Our study abroad program (the China Studies Institute) tastefully concluded our program with a choice of four different study trips. I orginally wanted to participate in the trip to Tibet, however, we were not able to receive permission from the Chinese government in time. Tibet is now conveniently accessible by train. However, non-Chinese citizens need to acquire official governmental permission in order to visit. I have heard that it is paritcularly difficult for journalists to be permitted. My Modern Chinese History professor, who co-founded the study abroad program, decided to lead a new trip to replace it. He decided to materialize his dream of leading a group of American students on an emulation of Chairman Mao’s Long March. Even though the route would only be maybe a tenth of the actual Long March because of our two-week time constraint, he made sure that the students would endure physical hardship and be able to have a more immersive experience with rural China. Although I was tempted to take the Long March challege, I decided that I was physically inequipped.

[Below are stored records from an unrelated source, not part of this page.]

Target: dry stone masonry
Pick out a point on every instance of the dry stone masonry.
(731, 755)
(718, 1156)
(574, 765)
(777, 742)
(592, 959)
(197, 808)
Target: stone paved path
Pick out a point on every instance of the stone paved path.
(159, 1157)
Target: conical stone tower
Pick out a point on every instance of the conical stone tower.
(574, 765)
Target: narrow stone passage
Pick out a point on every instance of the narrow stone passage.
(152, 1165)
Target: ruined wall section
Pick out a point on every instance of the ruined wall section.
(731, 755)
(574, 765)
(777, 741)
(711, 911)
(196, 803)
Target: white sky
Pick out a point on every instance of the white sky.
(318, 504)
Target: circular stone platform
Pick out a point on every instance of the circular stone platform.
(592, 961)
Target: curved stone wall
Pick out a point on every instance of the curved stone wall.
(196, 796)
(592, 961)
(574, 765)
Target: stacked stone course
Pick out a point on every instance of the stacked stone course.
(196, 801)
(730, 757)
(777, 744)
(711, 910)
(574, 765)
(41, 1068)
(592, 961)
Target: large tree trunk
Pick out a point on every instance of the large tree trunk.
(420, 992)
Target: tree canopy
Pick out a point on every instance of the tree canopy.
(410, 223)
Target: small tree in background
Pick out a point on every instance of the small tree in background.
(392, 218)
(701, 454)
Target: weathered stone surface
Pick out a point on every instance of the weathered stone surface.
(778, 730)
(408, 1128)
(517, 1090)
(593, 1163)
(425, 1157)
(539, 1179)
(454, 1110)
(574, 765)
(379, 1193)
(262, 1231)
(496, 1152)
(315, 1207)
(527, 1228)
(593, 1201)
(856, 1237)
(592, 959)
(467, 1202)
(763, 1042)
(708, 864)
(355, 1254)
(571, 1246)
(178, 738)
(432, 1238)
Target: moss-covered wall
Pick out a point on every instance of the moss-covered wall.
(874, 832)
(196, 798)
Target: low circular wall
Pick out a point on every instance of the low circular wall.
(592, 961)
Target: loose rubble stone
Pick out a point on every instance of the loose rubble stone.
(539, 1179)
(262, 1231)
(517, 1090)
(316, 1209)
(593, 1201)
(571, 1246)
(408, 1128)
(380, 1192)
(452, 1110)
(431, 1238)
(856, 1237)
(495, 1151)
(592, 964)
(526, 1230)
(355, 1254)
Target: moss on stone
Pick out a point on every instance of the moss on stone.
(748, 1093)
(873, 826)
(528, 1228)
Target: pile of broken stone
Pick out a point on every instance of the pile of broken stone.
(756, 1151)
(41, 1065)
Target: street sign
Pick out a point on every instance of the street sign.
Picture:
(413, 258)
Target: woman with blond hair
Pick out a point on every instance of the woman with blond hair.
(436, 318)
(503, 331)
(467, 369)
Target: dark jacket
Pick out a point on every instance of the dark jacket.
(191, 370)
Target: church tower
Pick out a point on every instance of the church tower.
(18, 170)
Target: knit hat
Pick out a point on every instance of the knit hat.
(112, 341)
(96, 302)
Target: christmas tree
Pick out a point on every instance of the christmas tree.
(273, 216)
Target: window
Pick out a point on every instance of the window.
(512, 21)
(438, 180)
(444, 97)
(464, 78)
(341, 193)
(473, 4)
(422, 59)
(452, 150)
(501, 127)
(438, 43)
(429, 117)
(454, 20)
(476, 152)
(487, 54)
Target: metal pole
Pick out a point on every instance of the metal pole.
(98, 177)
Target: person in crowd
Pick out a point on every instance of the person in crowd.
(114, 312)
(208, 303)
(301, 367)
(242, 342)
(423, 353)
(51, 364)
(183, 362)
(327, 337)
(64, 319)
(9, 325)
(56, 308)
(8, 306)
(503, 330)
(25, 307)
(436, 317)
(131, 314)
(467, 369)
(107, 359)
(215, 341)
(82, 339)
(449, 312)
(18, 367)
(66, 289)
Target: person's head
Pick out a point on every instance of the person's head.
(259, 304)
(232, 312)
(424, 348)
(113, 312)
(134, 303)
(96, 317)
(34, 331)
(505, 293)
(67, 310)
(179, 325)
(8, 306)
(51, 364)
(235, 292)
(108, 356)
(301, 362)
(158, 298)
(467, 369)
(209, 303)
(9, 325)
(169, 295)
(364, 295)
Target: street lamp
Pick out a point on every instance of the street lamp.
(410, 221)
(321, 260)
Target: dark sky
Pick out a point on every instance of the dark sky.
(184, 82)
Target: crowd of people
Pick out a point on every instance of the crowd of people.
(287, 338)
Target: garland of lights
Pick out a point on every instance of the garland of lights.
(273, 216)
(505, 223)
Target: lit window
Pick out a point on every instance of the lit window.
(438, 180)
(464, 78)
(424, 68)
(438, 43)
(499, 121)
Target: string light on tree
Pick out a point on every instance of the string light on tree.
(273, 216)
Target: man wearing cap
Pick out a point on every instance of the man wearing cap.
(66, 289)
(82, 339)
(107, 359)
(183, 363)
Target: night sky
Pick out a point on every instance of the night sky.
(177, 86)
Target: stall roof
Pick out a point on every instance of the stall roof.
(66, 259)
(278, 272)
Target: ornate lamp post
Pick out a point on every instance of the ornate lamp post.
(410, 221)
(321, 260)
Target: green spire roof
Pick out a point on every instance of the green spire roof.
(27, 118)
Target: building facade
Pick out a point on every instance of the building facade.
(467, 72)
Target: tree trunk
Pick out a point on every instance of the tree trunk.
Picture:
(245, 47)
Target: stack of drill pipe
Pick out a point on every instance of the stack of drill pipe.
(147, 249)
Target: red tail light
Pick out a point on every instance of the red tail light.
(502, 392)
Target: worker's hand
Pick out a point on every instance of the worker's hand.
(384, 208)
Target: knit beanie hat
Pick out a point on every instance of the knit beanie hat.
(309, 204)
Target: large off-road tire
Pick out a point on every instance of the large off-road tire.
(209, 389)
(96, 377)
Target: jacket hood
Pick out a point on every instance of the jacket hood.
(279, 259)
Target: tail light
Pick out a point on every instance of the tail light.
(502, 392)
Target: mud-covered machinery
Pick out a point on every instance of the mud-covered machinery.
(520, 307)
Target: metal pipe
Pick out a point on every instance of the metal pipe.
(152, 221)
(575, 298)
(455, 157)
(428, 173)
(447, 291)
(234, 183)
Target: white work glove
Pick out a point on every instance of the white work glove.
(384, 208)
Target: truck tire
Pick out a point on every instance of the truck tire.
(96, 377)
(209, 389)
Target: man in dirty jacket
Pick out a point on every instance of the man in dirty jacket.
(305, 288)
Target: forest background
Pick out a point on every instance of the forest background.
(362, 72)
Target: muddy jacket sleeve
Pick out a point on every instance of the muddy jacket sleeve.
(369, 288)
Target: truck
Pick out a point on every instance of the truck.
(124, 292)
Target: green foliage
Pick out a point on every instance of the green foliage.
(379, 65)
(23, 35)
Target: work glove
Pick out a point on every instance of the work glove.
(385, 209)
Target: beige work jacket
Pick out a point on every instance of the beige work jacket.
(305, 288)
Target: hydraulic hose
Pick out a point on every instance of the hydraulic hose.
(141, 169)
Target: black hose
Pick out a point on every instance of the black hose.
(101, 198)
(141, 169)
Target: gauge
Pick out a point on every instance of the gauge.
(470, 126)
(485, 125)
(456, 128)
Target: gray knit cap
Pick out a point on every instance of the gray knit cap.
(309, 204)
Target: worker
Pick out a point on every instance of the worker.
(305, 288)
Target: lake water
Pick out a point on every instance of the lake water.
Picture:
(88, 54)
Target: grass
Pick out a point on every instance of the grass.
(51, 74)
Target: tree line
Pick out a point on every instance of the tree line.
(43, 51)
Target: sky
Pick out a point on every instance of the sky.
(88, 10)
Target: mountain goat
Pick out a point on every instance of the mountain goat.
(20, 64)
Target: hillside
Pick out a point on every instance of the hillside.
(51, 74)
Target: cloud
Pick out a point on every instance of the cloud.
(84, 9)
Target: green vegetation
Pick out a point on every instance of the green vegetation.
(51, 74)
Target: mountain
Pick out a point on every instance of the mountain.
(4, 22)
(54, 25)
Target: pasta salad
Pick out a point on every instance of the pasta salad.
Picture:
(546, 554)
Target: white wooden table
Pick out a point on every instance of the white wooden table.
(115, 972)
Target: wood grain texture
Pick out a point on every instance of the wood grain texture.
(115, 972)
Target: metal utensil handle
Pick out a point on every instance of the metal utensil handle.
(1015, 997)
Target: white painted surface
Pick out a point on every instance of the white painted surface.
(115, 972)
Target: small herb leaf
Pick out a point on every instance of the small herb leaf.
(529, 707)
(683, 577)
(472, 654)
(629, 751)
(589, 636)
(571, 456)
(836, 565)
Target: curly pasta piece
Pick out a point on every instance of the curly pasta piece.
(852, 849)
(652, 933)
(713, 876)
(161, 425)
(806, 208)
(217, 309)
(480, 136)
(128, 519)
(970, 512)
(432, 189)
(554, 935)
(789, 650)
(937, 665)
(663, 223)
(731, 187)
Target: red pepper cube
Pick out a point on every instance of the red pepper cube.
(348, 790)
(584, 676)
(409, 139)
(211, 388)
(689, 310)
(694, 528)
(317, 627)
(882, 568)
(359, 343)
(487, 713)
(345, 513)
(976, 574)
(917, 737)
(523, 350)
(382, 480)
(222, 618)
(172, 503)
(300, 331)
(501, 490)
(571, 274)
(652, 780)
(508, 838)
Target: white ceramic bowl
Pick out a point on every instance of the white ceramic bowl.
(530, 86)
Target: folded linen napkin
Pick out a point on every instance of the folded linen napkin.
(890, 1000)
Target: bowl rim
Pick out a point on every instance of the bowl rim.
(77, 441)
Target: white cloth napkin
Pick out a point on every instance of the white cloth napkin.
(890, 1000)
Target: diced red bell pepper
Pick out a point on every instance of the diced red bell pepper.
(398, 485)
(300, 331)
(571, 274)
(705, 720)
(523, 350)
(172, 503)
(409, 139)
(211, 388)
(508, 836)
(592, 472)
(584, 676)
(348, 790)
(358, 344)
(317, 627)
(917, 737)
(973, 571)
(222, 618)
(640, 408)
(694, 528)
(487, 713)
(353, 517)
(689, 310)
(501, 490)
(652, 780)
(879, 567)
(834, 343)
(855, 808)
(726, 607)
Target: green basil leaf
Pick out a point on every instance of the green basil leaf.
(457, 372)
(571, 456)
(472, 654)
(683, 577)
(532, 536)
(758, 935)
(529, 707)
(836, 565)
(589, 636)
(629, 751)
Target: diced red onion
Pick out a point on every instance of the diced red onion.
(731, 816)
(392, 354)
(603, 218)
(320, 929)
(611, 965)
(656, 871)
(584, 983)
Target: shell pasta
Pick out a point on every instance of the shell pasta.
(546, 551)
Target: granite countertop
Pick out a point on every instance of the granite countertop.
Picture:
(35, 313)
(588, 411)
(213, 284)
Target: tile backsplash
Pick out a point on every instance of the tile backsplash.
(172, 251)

Instead, I took the trip themed, “Ethnic Minorities in China”. We visited Xi’an, Chengdu, Leshan, and the province of Yunan.
We began our journey at Xi’an, the longtime ancient capital of many Chinese dynasties. Being an important metropolis and destination on the Silk Road for centuries, Xi’an has been a center for goods and multicultural exchange. We received an orientation session presented by a Chinese professor of Chinese Muslim Studies, who was himself, a Uigyur and practicing Muslim. (My Chinese teacher surprised me, by asking me to conduct simultaneous interpretation for the session. I am gald to have had some basic knowledge of Islam to be able to translate most of the concepts that he described.) He gave us a brieif historical overview of Islam in China (and particularly, the roots of the Muslim community in Xi’an).
We visited the Great Mosque in Xi’an, which is unique for using Oriental architectural styles. We were even lucky enough to catch a prayer in session.
Every city in China has public square areas, for public consumption. When the sun begins to set, dance lines form, whereby women (mostly middle aged or older) perform their dance routines in the name of communal entertainment and physical health. Some of us even joined in! (The routines were quite elaborate, and we were all panting after two songs.)
At the same public square, I convinced my classmates to fly a kite together. Our Chinese teacher guided us in our first kite flying experience in China (it was our first experience in general, for many of us). We probably provided some fresh entertainment for the locals.
At night, we visited the famous nighttime food street in Xi’an, and found ourselves all sorts of delicious food, from bean cakes to quail egg skewers.
Xi’an is enclosed by a city wall around its perimeter, built during the ancient days. The walkway on the wall was much wider than the Great Wall. Today, Xi’an is a bustling medium-sized city. The development was evidenced by the prevalent construction cranes, and shining new buildings.